1. Constant Dividend Growth Rate Model (Gordon Growth Model):
The Gordon Growth Model, also known as the Dividend Discount Model (DDM), helps investors estimate the value of a stock by incorporating the dividends’ projected growth rate. The formula for calculating constant dividend growth rate using this model is:
Dividend Growth Rate (g) = (Next Year’s Expected Dividends per Share – Current Year’s Dividends per Share)/(Current Year’s Dividends per Share) x 100%
For example, if a company’s current year’s dividends per share are $2, and next year’s expected dividends per share are $2.20:
Dividend Growth Rate (g) = ($2.20 – $2)/($2) x 100% = 10%
2. Historical Dividend Growth Rate:
Calculating the historical dividend growth rate requires data from previous years’ dividend payments. This method involves finding the Compound Annual Growth Rate (CAGR) of dividends over a specific period.
CAGR = (Ending Dividends per Share/Beginning Dividends per Share)^(1/n) – 1
Where “n” is the number of years between the beginning and ending periods.

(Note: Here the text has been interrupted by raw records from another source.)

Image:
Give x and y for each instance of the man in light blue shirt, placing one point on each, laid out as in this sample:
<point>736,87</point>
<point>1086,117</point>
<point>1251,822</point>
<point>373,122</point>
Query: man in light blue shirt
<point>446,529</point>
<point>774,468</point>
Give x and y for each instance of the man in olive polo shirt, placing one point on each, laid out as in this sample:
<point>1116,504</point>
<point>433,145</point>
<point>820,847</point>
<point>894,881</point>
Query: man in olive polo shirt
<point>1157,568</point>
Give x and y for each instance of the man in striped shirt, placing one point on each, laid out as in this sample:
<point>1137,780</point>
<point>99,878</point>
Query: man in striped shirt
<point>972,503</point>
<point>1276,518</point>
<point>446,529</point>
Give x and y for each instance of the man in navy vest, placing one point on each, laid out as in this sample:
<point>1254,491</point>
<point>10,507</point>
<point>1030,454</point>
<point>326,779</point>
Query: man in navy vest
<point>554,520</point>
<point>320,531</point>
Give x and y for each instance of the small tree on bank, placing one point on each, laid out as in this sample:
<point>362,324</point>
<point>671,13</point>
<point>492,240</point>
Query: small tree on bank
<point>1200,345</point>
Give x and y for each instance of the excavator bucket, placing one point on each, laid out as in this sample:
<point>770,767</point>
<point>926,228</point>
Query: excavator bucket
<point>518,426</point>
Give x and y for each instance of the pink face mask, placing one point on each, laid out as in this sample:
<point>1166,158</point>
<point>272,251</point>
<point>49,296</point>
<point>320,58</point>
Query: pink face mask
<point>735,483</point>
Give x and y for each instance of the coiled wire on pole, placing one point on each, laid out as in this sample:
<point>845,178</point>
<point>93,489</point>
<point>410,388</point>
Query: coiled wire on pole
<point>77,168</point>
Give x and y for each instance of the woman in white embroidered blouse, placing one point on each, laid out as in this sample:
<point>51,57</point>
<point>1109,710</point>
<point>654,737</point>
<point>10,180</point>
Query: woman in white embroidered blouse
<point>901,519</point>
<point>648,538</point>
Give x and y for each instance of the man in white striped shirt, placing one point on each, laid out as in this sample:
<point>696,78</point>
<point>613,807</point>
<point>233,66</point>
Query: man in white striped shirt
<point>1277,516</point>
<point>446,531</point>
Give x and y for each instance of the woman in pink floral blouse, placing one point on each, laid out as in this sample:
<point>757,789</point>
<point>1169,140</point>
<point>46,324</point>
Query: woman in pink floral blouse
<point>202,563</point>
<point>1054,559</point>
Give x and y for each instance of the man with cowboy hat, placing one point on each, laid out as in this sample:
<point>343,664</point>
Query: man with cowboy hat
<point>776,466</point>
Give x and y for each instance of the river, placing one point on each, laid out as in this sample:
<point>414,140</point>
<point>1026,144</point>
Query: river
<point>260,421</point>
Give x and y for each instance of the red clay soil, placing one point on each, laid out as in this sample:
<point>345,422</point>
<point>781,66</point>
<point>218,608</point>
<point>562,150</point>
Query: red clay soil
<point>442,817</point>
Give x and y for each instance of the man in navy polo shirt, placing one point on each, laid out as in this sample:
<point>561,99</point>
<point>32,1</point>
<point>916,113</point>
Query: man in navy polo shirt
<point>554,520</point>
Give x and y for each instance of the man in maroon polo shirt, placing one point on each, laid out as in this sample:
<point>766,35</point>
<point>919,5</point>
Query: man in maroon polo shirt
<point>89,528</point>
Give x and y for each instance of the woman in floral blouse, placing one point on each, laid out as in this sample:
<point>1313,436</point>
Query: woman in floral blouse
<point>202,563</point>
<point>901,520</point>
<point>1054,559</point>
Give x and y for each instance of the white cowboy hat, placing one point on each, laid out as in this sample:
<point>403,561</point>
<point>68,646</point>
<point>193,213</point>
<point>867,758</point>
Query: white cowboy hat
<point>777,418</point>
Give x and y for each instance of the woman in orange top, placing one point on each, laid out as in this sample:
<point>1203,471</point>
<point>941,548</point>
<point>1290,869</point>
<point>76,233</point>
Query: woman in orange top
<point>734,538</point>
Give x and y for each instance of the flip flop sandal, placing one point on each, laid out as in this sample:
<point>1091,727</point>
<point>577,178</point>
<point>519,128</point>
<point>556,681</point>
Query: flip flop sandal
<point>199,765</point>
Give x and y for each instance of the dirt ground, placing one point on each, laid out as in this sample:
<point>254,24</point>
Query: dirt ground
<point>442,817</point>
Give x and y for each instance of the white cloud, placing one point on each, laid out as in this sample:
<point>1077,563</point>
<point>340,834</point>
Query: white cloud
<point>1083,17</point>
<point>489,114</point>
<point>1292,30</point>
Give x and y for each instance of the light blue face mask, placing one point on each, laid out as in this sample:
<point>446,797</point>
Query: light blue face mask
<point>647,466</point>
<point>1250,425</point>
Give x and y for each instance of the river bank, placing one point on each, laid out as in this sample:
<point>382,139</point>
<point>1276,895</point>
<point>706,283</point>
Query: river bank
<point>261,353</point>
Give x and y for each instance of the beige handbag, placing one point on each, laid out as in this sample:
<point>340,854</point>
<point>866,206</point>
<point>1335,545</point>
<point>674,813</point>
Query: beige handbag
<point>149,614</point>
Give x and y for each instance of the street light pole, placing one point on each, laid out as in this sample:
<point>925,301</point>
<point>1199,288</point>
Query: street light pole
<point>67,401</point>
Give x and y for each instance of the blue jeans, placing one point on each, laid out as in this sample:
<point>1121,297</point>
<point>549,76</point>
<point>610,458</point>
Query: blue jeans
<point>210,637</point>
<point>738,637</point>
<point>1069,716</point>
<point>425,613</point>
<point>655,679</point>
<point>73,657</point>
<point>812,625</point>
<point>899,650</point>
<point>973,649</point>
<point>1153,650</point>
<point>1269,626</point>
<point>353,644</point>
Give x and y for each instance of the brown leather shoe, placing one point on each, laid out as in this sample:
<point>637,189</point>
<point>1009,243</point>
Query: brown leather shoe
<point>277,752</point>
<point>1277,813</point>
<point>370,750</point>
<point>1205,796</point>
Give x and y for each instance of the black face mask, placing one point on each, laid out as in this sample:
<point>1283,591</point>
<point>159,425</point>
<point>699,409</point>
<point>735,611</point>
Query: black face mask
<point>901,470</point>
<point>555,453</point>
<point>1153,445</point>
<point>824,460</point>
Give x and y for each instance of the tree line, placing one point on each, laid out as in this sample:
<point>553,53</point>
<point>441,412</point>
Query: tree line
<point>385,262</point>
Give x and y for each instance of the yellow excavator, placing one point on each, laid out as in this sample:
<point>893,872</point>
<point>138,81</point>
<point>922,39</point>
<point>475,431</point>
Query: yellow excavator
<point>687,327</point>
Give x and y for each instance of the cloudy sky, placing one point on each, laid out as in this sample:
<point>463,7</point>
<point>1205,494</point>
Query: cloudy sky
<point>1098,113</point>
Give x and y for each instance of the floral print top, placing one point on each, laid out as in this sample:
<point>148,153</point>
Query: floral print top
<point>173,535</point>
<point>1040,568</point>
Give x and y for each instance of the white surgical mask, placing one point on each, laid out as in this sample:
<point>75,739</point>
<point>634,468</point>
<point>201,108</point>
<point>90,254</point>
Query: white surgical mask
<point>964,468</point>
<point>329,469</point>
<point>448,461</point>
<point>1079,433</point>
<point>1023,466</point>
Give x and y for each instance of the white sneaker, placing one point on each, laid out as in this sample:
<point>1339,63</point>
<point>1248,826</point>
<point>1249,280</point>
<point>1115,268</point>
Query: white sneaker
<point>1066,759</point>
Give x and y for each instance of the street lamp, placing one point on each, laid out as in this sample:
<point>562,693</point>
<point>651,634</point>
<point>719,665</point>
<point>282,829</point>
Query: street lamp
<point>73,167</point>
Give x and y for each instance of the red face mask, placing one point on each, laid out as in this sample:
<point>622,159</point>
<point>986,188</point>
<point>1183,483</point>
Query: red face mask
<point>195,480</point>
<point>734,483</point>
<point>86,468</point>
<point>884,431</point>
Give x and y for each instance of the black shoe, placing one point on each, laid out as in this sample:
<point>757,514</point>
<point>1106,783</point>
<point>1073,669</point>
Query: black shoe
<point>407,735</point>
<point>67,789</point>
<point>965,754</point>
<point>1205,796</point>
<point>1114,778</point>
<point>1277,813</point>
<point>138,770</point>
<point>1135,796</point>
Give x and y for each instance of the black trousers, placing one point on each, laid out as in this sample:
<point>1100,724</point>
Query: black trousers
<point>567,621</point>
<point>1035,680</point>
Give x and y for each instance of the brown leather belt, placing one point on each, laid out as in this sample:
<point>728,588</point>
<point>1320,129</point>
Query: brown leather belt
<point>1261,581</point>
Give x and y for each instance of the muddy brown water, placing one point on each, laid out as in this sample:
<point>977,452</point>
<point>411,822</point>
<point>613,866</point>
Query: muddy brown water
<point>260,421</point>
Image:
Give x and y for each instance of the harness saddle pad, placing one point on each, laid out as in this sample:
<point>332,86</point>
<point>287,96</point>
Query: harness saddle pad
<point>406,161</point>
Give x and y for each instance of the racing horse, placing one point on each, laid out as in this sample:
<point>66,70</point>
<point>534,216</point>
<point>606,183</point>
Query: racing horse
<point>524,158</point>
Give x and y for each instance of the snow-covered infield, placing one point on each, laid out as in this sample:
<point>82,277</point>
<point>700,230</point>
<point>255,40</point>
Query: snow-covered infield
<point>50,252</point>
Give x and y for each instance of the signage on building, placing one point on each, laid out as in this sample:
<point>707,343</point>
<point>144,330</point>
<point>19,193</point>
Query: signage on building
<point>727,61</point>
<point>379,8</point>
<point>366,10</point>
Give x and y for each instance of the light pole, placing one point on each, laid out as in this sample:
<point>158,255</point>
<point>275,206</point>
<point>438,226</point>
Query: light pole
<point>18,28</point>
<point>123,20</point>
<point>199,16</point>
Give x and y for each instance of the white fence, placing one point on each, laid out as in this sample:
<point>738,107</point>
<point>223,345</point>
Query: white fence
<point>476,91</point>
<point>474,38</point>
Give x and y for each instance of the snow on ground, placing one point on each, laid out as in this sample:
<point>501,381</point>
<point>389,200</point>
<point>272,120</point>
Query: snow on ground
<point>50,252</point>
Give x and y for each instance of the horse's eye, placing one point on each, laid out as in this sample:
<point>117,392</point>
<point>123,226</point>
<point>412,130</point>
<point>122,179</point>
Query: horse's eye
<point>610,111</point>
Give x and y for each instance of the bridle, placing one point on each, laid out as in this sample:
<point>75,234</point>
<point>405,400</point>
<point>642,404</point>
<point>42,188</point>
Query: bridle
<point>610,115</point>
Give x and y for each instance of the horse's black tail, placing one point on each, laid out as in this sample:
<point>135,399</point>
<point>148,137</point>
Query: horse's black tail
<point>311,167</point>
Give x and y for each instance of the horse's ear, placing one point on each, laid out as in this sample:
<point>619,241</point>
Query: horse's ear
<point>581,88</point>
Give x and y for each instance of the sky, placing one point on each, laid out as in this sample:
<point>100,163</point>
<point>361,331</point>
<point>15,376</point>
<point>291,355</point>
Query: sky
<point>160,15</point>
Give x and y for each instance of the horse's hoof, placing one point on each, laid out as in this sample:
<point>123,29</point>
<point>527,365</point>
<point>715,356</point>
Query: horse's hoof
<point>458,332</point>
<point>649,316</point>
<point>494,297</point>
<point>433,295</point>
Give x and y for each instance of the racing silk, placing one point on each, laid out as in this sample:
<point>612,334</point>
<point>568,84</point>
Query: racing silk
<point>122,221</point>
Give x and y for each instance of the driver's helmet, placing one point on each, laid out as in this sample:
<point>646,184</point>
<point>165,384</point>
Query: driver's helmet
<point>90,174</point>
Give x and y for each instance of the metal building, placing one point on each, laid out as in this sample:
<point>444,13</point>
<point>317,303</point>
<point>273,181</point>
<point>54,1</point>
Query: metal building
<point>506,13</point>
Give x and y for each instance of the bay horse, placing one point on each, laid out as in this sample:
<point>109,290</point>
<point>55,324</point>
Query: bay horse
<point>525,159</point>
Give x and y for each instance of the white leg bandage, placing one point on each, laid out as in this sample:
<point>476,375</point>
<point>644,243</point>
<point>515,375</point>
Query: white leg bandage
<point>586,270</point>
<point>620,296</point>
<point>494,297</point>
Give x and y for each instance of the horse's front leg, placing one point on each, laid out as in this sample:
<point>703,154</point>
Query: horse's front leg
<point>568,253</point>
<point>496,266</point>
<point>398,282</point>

For example, suppose a company paid dividends of $1 per share five years ago and currently pays a dividend of $1.50 per share. The historical dividend growth rate would be:
CAGR = ($1.50/$1)^(1/5) – 1 = 8.45%
3. Current Year’s Percentage Change:
Another method of calculating dividend growth rate is to compare the current year’s dividends per share with the previous year’s dividends per share. The formula is:
Dividend Growth Rate = (Current Year’s Dividends per Share – Previous Year’s Dividends per Share)/(Previous Year’s Dividends per Share) x 100%
For example, if a company paid a dividend of $1 per share last year and is paying $1.10 this year:
Dividend Growth Rate = ($1.10 – $1)/($1) x 100% = 10%
Conclusion:
Calculating the dividend growth rate helps investors gauge the potential of their investments in dividend-paying stocks and make informed decisions based on the company’s ability to maintain or increase its dividends over time. By using methods like the Gordon Growth Model, historical dividend growth rate, or the current year’s percentage change, investors can make better choices and build a strong, stable income-producing portfolio.